B2B financial software marketplaces: the bridge to market transformation
Nearly a decade ago, Andreessen Horowitz declared that software is eating the world. Evolving from applications designed to solve enterprise-specific problems, the advent of open application programming interfaces (APIs) saw it begin to connect markets and today it has found its place as the lynchpin for total market transformation. Driving industry-wide efficiencies, end-to-end transparency and cross-market insight, the race is on to build and own these “industry homepages” with B2B financial software marketplaces that unlock the value of a sector’s ecosystem and facilitate change on a global and industrial level.

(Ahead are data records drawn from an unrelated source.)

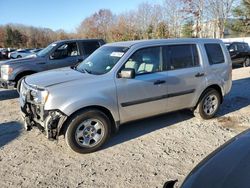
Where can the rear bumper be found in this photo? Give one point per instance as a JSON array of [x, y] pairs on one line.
[[7, 84]]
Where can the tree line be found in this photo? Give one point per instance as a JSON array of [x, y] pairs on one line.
[[170, 19]]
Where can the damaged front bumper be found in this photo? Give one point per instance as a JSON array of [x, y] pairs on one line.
[[48, 121]]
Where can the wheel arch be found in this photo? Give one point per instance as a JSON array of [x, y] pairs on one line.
[[213, 86], [22, 74], [114, 124]]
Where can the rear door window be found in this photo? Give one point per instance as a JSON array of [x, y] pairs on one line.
[[66, 50], [146, 60], [180, 56], [214, 53], [90, 47]]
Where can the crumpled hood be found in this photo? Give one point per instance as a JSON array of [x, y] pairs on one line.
[[22, 60], [55, 77]]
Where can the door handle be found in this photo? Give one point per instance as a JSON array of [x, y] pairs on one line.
[[158, 82], [79, 60], [200, 74]]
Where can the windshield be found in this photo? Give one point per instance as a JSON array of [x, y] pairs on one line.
[[102, 60], [46, 50]]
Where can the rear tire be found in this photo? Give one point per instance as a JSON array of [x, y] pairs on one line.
[[87, 131], [208, 105]]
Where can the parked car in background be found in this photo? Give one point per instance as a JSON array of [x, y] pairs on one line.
[[239, 52], [228, 166], [56, 55], [126, 81]]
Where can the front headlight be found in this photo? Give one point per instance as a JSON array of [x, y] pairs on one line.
[[6, 70], [40, 96]]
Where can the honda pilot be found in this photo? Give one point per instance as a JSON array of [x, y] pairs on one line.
[[126, 81]]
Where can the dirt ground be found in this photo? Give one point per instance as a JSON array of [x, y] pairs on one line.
[[143, 154]]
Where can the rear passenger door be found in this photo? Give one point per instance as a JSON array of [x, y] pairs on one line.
[[186, 76], [145, 95]]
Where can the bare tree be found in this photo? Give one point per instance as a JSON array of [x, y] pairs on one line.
[[174, 16], [195, 10], [220, 11]]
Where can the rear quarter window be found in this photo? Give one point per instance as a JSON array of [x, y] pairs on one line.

B2B financial software marketplaces connect players across the breadth of an industry and facilitate the digital exchange of data or financial assets. By embedding third-party services that enrich the ecosystem, the marketplace can now tackle sector-wide problems, such as accessing a single source of real-time data or providing end-to-end transparency.
Old problems, new tricks
The concept of connecting marketplaces is not new – for decades they have facilitated connections, streamlined processes and created visibility across entire sectors.
Nearly 50 years ago, Swift materialised to standardise and secure financial messaging for a global community hitherto reliant on telex, evolving to exploit new developments in technology to reach its standing today as the market powerhouse, delivering over seven billion messages a year.

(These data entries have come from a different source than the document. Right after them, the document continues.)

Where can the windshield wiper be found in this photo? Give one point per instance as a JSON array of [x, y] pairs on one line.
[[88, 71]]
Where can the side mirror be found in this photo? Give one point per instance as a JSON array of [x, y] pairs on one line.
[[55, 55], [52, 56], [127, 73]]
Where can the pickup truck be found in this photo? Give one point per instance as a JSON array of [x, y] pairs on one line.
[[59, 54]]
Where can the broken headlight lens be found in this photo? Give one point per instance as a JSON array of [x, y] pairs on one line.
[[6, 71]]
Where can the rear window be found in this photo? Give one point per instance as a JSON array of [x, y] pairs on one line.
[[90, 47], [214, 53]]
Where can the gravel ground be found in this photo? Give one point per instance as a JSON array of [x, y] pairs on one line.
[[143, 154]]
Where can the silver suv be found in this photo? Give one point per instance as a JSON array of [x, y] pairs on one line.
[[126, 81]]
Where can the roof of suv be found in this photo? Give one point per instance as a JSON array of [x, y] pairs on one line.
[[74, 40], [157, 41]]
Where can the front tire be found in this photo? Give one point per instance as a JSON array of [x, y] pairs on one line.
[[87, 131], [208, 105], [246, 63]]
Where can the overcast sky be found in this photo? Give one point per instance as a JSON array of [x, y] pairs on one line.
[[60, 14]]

The digitisation of financial exchanges – stocks, bonds, commodities or FX to name just a few – connected global markets and automated trading, which eliminated the inefficiencies inherent with manual processing, as well as introducing market-wide supervision and transparency across clearing and settlement activities.

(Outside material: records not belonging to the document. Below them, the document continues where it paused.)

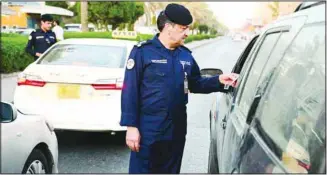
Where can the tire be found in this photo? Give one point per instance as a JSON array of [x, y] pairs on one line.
[[37, 156], [212, 160]]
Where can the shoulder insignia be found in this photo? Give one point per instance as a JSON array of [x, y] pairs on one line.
[[142, 43], [185, 48]]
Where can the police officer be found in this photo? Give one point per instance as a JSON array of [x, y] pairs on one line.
[[41, 39], [159, 74]]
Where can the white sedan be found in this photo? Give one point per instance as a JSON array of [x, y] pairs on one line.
[[77, 84], [28, 143]]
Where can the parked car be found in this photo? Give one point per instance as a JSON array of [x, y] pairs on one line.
[[77, 84], [275, 120], [78, 27], [28, 143], [238, 37]]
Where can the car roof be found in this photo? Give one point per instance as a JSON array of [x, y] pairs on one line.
[[97, 41]]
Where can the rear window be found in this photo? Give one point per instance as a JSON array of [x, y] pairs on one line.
[[86, 55]]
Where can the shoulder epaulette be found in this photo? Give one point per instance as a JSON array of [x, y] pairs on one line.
[[142, 43], [185, 48]]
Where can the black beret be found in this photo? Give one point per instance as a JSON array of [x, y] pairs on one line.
[[178, 14], [46, 17]]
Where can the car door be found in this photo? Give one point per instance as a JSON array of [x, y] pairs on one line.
[[287, 133], [223, 101], [271, 45]]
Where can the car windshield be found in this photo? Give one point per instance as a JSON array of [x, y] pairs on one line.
[[85, 55]]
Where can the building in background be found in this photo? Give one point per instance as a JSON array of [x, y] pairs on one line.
[[28, 14], [264, 13]]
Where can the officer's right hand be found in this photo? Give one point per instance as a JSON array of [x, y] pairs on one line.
[[133, 138]]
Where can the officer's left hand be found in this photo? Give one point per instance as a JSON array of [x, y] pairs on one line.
[[229, 79]]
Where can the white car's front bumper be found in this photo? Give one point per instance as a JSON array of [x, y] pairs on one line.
[[54, 151]]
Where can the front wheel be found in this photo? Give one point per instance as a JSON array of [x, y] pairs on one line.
[[36, 163]]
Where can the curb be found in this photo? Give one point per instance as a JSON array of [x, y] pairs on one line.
[[208, 41]]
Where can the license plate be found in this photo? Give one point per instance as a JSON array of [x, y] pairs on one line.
[[68, 91]]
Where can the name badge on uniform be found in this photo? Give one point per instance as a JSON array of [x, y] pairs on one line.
[[185, 79], [185, 62]]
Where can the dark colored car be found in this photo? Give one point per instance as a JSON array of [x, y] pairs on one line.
[[275, 120]]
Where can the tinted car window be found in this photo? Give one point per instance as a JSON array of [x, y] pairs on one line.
[[86, 55], [290, 111], [250, 82], [275, 56]]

And today, these marketplaces continue to expand and nuance to cater for the full spectrum of financial markets across multiple asset classes ranging from credit and FX through to mortgage securities, providing end-to-end transparency and streamlining price discovery, order execution and trade workflows.
To illustrate just how these multi-party digital ecosystems create fluidity and connectivity across entire sectors, I’d like to share two examples.
Overcoming syndicated lending inefficiencies with a marketplace model
A flexible, open architecture is at the heart of any digital marketplace, given its propensity to integrate new participants and value-added services through open APIs. As well as creating opportunities to scale, emerging technologies such as robotic process automation (RPA) can be applied to streamline an entire market. Take syndicated lending as an example.
Historically manual and fraught with inefficiencies, today only around 0.1% of loans are traded electronically. Yet the sector has a compound annual growth rate (CAGR) of notional syndicated leveraged loans outstanding since 2010 in excess of 10%, which is why digital marketplaces that connect the lending community (agents, bankers, buy-side and sell-side) with a single source of permissioned data sharing, can help digitise information and reduce processing lags. Through automation, end-to-end transparency can be achieved – a development well overdue in the market.
Syndicated lending digital marketplaces like this let agents auto-publish to multiple lenders, reducing queries and operational costs, within the safety of a secure, private network. Lenders can access real-time credit information, accrual balances, position information and transaction data for multiple agents through a single portal, reducing operational risks and manual processes. Both benefit from the convenience of automation and an immutable transaction record spanning the lifecycle of the deal, and this creates the perfect conditions for borrowers to access a broader, deeper and efficient liquidity pool, creating better outcomes for all parties of the market.
Creating a multi-stakeholder mortgage marketplace
A second example of how digital marketplaces foster growth and innovation applies to mortgages. Compliance and efficiency, at speed, across the value chain have historically been hard to balance – again reliant on manual process and signatures. A marketplace model digitises the entire origination to issuance process and allows for the exchange of bi-directional data for better dynamic pricing. Value-add services can be rapidly integrated for market participants – for the consumer, insurance and asset valuations or know your customer (KYC) services, for the broker, services like point-of-sale mortgage application software that help them expand their business. This network benefits all parties: lenders access a wider portfolio of brokers; brokers get choice and competitive rates; service providers access a burgeoning ecosystem with enhanced and compliant flow of business; and borrowers benefit from faster loans, connected services and the convenience of it all in one place.
Marketplaces: reaching the critical mass
The biggest challenge in creating a marketplace, from a strategic perspective, is reaching the critical mass at which the “network effect” takes over. To displace a historic, dominant model of one-to-one relationships requires ingenuity, trust and technological expertise.
Having open technology capable of rapidly integrating new partners via open APIs is a key component of success, as is maximising the volumes of interactions across the marketplace to make the business model viable and sustainable.
For those brave enough to take on the vision of transforming entire industries, the potential for marketplaces as an enabler of growth, scale and diversification into new territories and markets is uncapped. And when fully operational, the market becomes more efficient and the marketplace becomes the facilitator, the integrator and enables the participants to innovate and drive efficiency – effectively becoming the “homepage”. As anyone in software will tell you, “everybody is trying to become the homepage.”